Studies on Deep Holes and Discrete Logarithms
Abstract
Error-correcting codes and cryptography are two important areas related to information communication.
Generalized Reed-Solomon codes and cryptosystems based on the discrete logarithm problem are important
representatives of these two fields, respectively.
For a linear code, deep holes are defined to be vectors
that are further away from codewords than all other vectors.
The problem of deciding whether a received word is a deep hole
for generalized Reed-Solomon codes is co-NP-complete.
In the recent breakthrough paper by Barbulescu,
Gaudry, Joux and Thome, a quasi-polynomial time
algorithm (QPA) was proposed for the discrete logarithm problem over finite fields
of small characteristics.
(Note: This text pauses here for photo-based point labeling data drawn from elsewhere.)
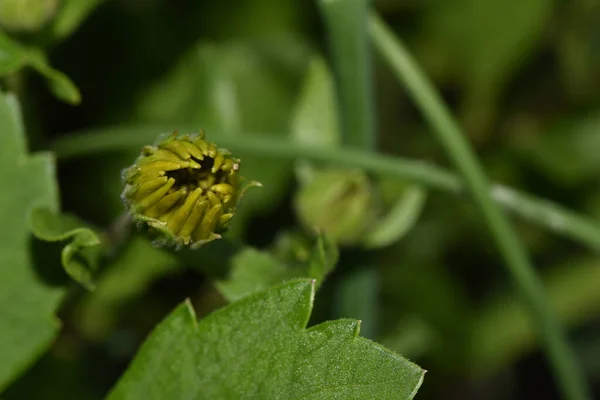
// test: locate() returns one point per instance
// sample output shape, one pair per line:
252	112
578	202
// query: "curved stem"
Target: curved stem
568	375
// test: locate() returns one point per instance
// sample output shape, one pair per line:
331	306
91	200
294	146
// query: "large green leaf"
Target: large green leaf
27	305
258	348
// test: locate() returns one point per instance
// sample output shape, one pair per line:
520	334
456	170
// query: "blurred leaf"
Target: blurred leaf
474	40
14	56
81	254
346	26
502	330
323	258
26	15
258	347
254	270
567	152
126	278
70	15
27	304
198	90
399	220
315	119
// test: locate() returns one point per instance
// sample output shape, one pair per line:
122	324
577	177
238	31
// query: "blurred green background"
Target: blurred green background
522	78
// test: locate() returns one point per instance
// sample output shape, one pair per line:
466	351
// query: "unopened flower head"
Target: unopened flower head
184	188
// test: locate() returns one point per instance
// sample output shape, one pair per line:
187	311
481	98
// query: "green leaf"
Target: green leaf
399	220
472	40
70	15
346	25
27	305
566	152
315	119
137	267
81	254
258	347
254	270
14	56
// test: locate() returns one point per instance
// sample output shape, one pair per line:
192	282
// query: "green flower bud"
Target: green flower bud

The time complexity analysis of the algorithm is
based on several heuristics presented in their paper.
In this dissertation, we shall study the deep hole problem of generalized Reed-Solomon codes
and the discrete logarithm problem over finite fields.
On the one hand, we shall classify deep holes for generalized Reed-Solomon codes $RS_q(D,k)$ in a special case.
On the other hand, we shall show that some of the heuristics in BGJT-algorithm are problematic in their original forms,
in particular, when the field is not a Kummer extension. We propose a solution to the algorithm in non-Kummer cases,
without altering the quasi-polynomial time complexity.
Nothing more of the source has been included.